In geometry, Conway polyhedron notation, invented by John Horton Conway and promoted by George W. Hart, is used to describe polyhedra based on a seed polyhedron modified by various operations.
The seed polyhedra are the Platonic solids, represented by the first letter of their name (T,O,C,I,D); the prisms (Pn), antiprisms (An) and pyramids (Yn). Any convex polyhedron can serve as a seed, as long as the operations can be executed on it.
Conway extended the idea of using operators, like truncation defined by Kepler, to build related polyhedra of the same symmetry. His descriptive operators can generate all the Archimedean solids and Catalan solids from regular seeds. Applied in a series, these operators allow many higher order polyhedra to be generated.
In general, it is difficult to guess the resulting appearance of the composite of two or more operations from a given seed polyhedron. For instance ambo applied twice unexpectedly becomes the same as the expand operation: aa=e. There has been no general theory describing what polyhedra can be generated in by any set of operators.
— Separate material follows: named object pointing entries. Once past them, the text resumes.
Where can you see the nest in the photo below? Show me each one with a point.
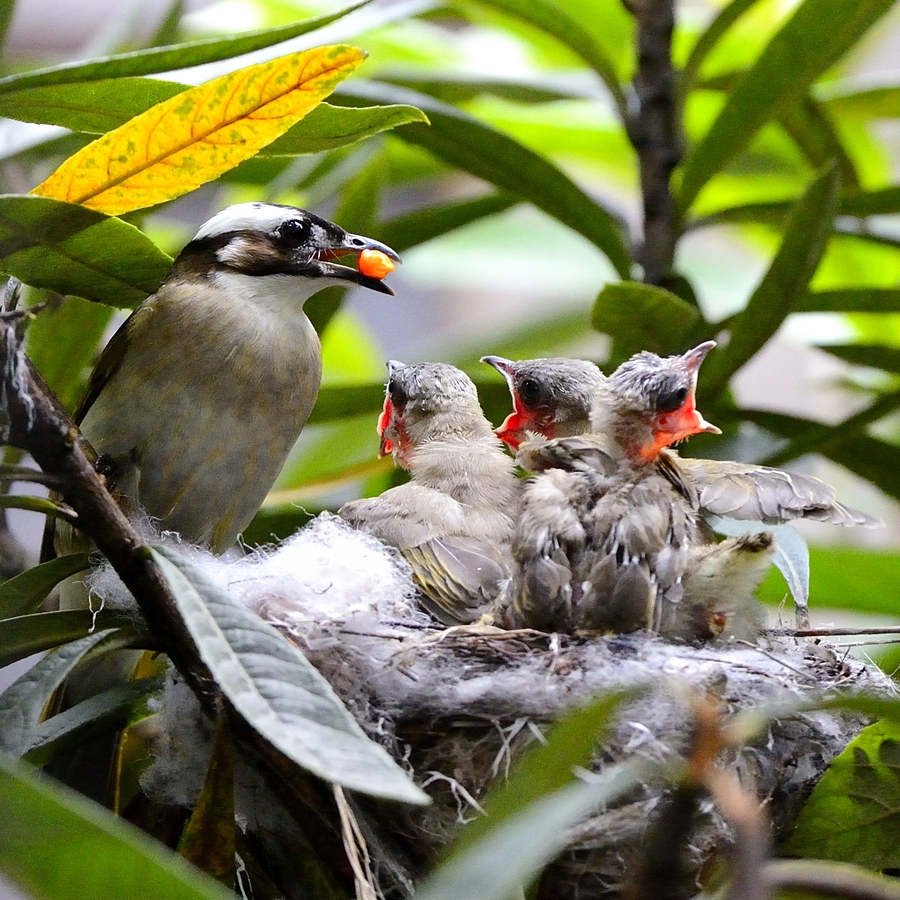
(458, 706)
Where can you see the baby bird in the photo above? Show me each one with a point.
(454, 519)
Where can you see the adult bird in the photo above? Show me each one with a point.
(454, 519)
(610, 537)
(199, 397)
(554, 398)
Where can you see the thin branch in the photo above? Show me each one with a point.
(655, 132)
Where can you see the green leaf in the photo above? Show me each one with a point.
(96, 107)
(510, 855)
(552, 19)
(73, 250)
(22, 703)
(720, 25)
(643, 317)
(24, 635)
(165, 59)
(547, 766)
(26, 592)
(805, 47)
(423, 225)
(109, 711)
(805, 236)
(84, 324)
(487, 153)
(854, 811)
(80, 844)
(277, 690)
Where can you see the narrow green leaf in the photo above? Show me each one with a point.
(24, 635)
(23, 702)
(880, 300)
(805, 236)
(854, 811)
(805, 47)
(32, 504)
(423, 225)
(95, 107)
(277, 690)
(715, 31)
(165, 59)
(643, 317)
(81, 843)
(208, 838)
(109, 711)
(509, 856)
(552, 19)
(875, 355)
(491, 155)
(26, 592)
(74, 250)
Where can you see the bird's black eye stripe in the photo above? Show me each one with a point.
(294, 231)
(670, 400)
(532, 391)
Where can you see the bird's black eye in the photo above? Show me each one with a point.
(669, 401)
(532, 391)
(294, 231)
(398, 395)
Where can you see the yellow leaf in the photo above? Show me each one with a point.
(194, 137)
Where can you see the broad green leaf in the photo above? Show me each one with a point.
(510, 855)
(489, 154)
(26, 592)
(32, 504)
(208, 838)
(805, 47)
(24, 635)
(277, 690)
(643, 317)
(552, 19)
(84, 324)
(875, 355)
(423, 225)
(81, 843)
(23, 702)
(806, 235)
(851, 300)
(854, 811)
(197, 135)
(67, 248)
(165, 59)
(103, 713)
(96, 107)
(845, 578)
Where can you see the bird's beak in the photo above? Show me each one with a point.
(512, 430)
(353, 245)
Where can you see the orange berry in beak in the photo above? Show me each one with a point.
(375, 264)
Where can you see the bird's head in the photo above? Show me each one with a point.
(426, 402)
(648, 403)
(551, 397)
(263, 239)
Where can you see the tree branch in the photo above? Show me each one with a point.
(655, 132)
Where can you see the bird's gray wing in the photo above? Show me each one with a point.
(761, 493)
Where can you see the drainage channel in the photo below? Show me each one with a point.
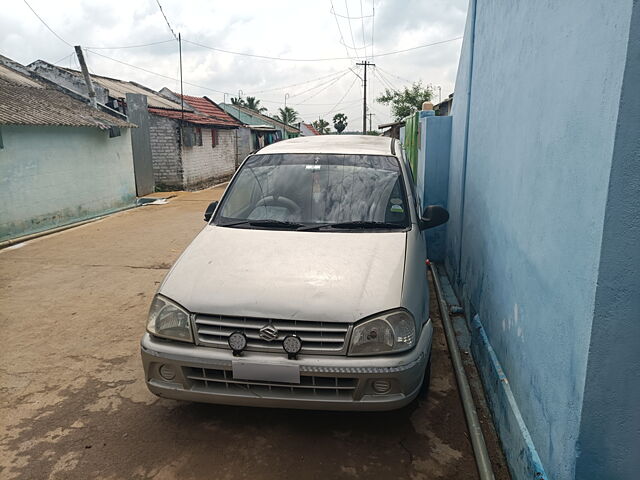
(471, 414)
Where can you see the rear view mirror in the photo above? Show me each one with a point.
(209, 212)
(433, 216)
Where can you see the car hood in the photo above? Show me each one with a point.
(318, 276)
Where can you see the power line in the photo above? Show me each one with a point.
(341, 74)
(133, 46)
(364, 42)
(63, 58)
(373, 24)
(46, 25)
(297, 84)
(333, 82)
(166, 20)
(343, 97)
(285, 59)
(275, 102)
(386, 81)
(353, 42)
(335, 16)
(393, 75)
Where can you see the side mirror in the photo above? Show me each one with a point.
(433, 216)
(209, 212)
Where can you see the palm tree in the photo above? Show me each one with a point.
(287, 115)
(340, 122)
(254, 104)
(321, 125)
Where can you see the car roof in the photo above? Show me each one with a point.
(339, 144)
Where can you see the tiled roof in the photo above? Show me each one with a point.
(265, 118)
(191, 117)
(207, 107)
(26, 101)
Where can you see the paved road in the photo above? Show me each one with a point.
(73, 404)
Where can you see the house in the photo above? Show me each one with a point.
(213, 124)
(392, 129)
(543, 240)
(176, 147)
(61, 161)
(306, 129)
(259, 130)
(444, 107)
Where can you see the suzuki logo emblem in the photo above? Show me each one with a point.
(269, 333)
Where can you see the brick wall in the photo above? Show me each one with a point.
(206, 165)
(165, 153)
Instead all results have been discovered empirically.
Elements are given from the seed (v,e,f) to the new forms, assuming seed is a convex polyhedron: (a topological sphere, Euler characteristic = 2) An example image is given for each operation, based on a cubic seed. The basic operations are sufficient to generate the reflective uniform polyhedra and theirs duals. Some basic operations can be made as composites of others.
Special forms
The operators are applied like functions from right to left. For example, a cuboctahedron is an ambo cube, i.e. t(C) = aC, and a truncated cuboctahedron is t(a(C)) = t(aC) = taC.